Rudd, a founding member of the so-called Australia/US "leadership dialogue", had perspicaciously noted that the Cold War with Russia was over, but that a new one with China was rising from the ashes. Instead of working to pour the cold water of rapprochement over this potential conflict, Rudd was blowing the embers and fanning them. He even warned the US that it might be necessary to send a military message to Beijing. There can be no recovery from a blunder such as this.
The other, more serious division that's been opened up across Australian society concerns the notion of authority. With the possible exception of the Arbib revelations there is little that is new in the documents that have been released. What has changed is the authority of the source. Some journalists (like ABC television’s Barry Cassidy and radio’s Fran Kelly) twigged somewhat late to the change in the way Rudd was being viewed within the party. It apparently required David Marr's excellent (and now award-winning) Quarterly Essay to permit a redefinition of the framework that could be used to perceive reality. But some other journalists possessed a far more intimate understanding of the nature of Labor in power.
It was former Canberra Times journalist Phillip Dorling who unearthed these facts, providing them with the prominence they deserved. The former diplomat was working as a policy adviser to Labor’s Laurie Brereton when his house was raided during the Sydney Olympics by police searching for leaked documents about East Timor. Of course nothing was found, but quite possibly that was irrelevant.
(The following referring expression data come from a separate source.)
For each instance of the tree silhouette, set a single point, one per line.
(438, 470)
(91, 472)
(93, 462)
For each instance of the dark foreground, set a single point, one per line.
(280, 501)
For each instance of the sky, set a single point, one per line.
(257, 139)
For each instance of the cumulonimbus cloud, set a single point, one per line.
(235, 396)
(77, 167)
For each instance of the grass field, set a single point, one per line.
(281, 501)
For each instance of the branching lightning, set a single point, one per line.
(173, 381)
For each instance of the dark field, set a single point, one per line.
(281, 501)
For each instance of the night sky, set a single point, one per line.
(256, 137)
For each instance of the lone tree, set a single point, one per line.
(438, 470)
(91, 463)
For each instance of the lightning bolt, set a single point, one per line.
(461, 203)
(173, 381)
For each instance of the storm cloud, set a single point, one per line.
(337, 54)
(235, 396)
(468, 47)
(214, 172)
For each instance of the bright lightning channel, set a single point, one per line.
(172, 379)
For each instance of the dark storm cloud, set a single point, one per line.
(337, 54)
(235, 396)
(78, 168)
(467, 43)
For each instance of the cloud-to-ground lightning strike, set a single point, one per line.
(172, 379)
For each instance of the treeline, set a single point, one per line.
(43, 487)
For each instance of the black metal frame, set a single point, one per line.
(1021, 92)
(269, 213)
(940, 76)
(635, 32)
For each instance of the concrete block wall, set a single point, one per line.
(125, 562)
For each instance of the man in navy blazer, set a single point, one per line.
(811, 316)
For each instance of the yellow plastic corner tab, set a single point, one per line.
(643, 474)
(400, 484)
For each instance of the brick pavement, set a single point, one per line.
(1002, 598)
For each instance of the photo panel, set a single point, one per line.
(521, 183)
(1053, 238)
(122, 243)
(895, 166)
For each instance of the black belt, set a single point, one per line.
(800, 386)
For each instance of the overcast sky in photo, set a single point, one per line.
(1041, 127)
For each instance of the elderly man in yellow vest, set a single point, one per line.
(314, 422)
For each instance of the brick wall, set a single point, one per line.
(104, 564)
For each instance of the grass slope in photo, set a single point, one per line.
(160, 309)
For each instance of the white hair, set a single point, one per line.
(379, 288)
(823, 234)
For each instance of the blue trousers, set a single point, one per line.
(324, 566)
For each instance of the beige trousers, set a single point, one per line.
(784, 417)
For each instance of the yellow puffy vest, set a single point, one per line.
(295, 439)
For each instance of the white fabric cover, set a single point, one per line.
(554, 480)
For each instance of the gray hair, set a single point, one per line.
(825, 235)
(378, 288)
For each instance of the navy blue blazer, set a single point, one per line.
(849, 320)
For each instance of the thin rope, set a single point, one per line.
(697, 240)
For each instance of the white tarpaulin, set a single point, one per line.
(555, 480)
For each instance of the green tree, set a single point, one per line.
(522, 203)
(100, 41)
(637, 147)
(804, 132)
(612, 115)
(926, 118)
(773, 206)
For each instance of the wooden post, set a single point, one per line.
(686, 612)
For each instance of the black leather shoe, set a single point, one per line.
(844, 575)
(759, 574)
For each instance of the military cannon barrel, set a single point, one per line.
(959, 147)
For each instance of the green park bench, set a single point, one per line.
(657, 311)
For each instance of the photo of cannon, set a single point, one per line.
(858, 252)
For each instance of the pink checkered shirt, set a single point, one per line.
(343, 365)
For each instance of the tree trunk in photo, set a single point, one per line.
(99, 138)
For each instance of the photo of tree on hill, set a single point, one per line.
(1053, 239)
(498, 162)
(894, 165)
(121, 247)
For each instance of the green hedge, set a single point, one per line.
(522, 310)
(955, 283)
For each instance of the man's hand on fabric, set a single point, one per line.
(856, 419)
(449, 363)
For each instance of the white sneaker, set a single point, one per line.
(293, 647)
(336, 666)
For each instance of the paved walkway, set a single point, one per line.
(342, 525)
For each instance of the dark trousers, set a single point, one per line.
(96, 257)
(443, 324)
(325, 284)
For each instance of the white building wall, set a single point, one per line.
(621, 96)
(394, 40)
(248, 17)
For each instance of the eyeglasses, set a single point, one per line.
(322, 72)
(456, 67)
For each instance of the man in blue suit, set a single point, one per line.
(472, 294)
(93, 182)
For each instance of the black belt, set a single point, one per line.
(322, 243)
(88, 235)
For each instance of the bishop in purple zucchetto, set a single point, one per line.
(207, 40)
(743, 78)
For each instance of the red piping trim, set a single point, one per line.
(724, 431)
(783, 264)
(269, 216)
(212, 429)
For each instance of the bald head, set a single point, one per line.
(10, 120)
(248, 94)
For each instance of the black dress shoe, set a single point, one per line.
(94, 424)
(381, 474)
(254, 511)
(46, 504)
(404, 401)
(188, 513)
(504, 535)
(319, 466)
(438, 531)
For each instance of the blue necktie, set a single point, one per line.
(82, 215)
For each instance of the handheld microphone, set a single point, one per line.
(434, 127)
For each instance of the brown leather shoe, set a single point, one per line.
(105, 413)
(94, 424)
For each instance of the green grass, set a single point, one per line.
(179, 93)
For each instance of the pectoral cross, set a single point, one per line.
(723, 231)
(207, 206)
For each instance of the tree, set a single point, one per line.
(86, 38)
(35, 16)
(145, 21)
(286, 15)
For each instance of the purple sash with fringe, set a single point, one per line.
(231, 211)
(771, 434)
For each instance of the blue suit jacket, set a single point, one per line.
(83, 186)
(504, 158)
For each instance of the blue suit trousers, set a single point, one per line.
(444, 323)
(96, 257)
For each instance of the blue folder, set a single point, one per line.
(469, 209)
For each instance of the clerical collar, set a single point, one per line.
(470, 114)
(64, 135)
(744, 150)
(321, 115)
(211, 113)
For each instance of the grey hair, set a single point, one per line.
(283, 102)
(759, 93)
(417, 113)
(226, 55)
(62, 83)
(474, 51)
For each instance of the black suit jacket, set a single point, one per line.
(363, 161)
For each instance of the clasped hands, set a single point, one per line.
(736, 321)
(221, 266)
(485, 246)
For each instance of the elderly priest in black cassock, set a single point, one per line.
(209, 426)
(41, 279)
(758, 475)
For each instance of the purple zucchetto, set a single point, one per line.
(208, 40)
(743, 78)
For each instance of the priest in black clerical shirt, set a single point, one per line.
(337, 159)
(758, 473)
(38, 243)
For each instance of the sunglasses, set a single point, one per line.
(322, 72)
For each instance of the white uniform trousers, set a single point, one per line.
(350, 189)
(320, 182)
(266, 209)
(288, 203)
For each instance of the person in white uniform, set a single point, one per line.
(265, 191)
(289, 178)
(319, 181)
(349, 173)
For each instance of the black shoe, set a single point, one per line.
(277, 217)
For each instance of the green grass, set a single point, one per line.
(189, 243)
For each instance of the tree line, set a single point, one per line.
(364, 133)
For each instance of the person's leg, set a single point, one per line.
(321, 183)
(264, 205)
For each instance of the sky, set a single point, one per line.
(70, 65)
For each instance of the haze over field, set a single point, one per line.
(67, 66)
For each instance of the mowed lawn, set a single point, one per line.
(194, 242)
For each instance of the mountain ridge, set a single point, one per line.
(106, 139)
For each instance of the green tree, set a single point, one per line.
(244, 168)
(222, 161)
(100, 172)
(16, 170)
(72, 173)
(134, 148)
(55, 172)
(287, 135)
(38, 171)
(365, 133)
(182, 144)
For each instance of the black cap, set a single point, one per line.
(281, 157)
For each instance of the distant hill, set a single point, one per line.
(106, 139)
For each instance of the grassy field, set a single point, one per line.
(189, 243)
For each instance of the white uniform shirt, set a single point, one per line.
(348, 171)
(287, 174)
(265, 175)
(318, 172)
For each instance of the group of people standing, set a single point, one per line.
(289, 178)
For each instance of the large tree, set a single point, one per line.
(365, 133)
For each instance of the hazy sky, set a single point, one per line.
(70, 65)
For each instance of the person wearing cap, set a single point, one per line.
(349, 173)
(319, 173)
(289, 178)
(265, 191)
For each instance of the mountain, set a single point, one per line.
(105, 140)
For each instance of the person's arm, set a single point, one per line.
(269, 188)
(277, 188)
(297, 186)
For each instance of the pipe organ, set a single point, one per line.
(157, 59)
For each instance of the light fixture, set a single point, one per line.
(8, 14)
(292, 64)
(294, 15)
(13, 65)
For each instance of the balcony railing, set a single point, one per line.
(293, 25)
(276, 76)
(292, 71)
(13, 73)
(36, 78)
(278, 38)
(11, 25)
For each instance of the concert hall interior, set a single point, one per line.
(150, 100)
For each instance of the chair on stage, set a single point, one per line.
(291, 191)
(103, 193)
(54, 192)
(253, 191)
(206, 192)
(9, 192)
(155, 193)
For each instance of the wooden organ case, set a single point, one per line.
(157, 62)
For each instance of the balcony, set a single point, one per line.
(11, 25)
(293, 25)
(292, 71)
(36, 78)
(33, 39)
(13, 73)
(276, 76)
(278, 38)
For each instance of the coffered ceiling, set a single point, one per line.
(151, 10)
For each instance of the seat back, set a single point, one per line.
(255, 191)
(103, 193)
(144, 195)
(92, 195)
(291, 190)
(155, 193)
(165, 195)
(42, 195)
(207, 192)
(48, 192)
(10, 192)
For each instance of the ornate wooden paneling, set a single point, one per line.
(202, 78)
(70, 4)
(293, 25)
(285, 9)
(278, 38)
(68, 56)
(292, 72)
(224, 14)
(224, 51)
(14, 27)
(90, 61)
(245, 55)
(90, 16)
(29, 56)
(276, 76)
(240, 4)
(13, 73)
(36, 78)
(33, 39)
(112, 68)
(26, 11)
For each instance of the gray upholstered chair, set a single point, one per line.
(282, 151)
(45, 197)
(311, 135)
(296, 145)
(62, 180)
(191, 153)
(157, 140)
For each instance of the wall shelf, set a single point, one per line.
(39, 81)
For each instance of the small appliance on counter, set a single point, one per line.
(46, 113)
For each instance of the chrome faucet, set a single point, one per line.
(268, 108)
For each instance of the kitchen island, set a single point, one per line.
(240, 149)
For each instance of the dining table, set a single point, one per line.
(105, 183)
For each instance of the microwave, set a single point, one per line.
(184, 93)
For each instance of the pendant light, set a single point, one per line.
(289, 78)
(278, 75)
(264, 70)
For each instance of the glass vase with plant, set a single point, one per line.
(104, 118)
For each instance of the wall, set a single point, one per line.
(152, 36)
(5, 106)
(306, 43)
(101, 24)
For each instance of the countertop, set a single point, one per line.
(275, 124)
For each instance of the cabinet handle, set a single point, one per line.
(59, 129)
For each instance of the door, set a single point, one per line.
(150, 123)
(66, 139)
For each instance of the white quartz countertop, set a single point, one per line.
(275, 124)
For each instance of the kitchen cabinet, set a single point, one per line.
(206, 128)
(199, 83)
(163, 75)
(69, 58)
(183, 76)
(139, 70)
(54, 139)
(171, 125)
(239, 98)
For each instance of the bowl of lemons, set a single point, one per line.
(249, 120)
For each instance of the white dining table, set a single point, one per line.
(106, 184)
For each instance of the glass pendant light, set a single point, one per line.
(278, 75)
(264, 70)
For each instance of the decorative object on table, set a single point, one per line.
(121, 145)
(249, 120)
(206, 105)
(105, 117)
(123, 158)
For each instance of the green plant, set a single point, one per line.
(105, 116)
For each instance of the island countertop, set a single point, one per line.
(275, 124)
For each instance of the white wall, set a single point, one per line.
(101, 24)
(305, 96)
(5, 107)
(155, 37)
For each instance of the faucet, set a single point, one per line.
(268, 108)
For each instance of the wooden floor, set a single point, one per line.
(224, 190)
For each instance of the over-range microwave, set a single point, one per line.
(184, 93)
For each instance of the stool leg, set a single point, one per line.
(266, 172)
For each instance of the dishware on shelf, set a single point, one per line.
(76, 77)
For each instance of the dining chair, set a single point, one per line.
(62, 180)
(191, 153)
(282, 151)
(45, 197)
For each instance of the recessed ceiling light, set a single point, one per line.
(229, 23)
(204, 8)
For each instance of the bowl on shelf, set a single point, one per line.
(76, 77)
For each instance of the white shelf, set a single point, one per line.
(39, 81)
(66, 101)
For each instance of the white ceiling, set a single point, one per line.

The aim may have been simply to intimidate. Then, eight years and three days later, Dorling was again subjected to another fruitless and pointless search by police. It was widely believed that Rudd or Defence Minister Joel Fitzgibbon, who'd been significantly embarrassed by Dorling’s reporting, must have authorised the raid.
Within a year, further revelations by Dorling had led to Fitzgibbon's resignation. Even the reshuffle after the election failed to see the MP offered his spot back at the Cabinet table, although he's a close friend of Gillard's. This week it was Dorling, not Wikileaks founder Julian Assange, who extracted from the masses of cables the relevant sections relating to Australia: the same ones that have so disastrously effectively ended any chance Rudd may have had of pursuing a UN career.
At one time, the only source of power was the government. That's still true in places like China yet even there authoritarianism is under threat. When confronted with the leaking of the cables at the beginning of the week, Gillard (correctly) insisted that the foundation-stone of the leaking was "an illegal act" and (wrongly) implied that Assange was therefore guilty of breaking a law, although she didn't specify which law in which jurisdiction (because she can't). Assange simply published information -- just like the editor of every newspaper in Australia. Are they all to be arrested? The truth of the matter is that the facts Dorling has unearthed are highly uncomfortable. They reflect poorly on Labor, revealing duplicity at the highest levels of our government.
The authoritarians would like to keep these revelations tightly locked behind closed doors, but they can't any more. That's why Justice Minister, Brendan O’Connor, was floundering yesterday when asked if Assange had broken any law. He was unable to explain, even in the vaguest terms, what transgression may have occurred but assured the public that police are investigating. He doesn't seem to realise that the horse has already bolted.